Specifically, in an embodiment, because the number of the point cloud data collected by each frame of the laser radar is large, the process of directly processing the original data is complex, in order to simplify the processing process of the point cloud data, after the point cloud data is obtained, the ground point cloud in the point cloud data can be further filtered, so that an intelligent vehicle or a robot and the like can only identify the target near the driving path range in the driving process, thereby reducing the scanning range of the laser radar, reducing the number of the point clouds to be processed, and avoiding the influence of the ground point cloud; then converting the coordinates of the point cloud data; the ground point cloud is specifically a set of points with a distance from the ground being smaller than a preset distance; the preset distance may be specifically greater than 0.2 meters, for example, may be 0.3 meters.

Referring to fig. 2, fig. 2 is a flowchart of a method for filtering ground point clouds in point cloud data according to an embodiment of the present application; specifically, the method for filtering the ground point cloud in the point cloud data may include:

Step S21: a ground model is obtained.

Specifically, a three-point RANSAC algorithm can be adopted to obtain a ground model; the RANSAC algorithm comprises the following specific steps: 1) Randomly assuming a small group of local points as initial values, and then fitting a model by using the local points, wherein the model is suitable for the assumed local points, and all unknown parameters can be calculated from the assumed local points; 2) Testing all other data based on the model, if a certain point is suitable for the fitted model, considering the fitted model as an intra-local point, and expanding the intra-local point; 3) If there are enough points to be classified as hypothetical intra-local points, then the estimated model is reasonable enough; 4) Re-estimating the model with all assumed intra-local points to update the model; 5) Finally, the model is evaluated by estimating the error rate of the local points and the model.

In a specific embodiment, step S21 may specifically include randomly selecting 3 points from the point cloud data in each iteration to build a plane model, and then determining an inner point and an outer point according to a distance between each point in the point cloud data and the plane model; specifically, the plane parameters can be calculated with the equation ax+by+cz+d=0 as the plane model; assuming that the plane is perpendicular to the Z axis, the iteration number n is set, the fitting precision is a, namely, points with the distance from the obtained plane being less than or equal to a are regarded as inner points, and points with the distance from the obtained plane being greater than a are regarded as outer points. When the number of the inner points meets the preset requirement, a ground model is built by utilizing the inner points meeting the preset requirement.

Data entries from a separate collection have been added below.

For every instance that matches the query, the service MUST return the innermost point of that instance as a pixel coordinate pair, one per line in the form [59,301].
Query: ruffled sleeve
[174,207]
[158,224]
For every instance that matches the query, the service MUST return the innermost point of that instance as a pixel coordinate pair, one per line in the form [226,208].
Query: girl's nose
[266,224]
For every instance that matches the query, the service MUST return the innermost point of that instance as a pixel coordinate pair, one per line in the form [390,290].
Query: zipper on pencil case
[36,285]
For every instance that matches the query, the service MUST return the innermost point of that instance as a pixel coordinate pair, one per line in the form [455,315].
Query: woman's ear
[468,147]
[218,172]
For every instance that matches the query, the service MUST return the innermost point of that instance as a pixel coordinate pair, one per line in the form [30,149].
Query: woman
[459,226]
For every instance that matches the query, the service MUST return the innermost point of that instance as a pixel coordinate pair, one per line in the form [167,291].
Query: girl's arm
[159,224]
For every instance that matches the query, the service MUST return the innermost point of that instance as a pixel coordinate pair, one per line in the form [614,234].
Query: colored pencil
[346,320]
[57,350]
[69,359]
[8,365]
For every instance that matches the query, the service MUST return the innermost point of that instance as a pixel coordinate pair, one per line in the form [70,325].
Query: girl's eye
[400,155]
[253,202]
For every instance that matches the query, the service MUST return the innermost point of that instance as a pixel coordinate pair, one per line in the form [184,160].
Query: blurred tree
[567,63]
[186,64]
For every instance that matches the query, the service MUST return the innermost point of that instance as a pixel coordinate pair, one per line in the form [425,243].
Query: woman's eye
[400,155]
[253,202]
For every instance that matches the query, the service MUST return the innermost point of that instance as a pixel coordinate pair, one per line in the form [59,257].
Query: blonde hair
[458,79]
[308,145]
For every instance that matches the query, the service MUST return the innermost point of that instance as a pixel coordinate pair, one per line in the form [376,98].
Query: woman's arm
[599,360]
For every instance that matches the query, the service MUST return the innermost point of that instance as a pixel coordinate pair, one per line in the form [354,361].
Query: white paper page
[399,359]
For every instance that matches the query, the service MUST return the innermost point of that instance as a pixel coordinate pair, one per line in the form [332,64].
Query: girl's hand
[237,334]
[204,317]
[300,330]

Step S22: and determining a set of points with the distance smaller than a preset distance from the ground model in the point cloud data as a ground point cloud.

Step S23: the ground point cloud in the point cloud data is filtered.

Specifically, the specific implementation process of step S23 may refer to the specific implementation process of filtering the ground point cloud in the point cloud data in the prior art, and may achieve the same or similar technical effects, and may refer to the prior art, and details thereof are not described herein.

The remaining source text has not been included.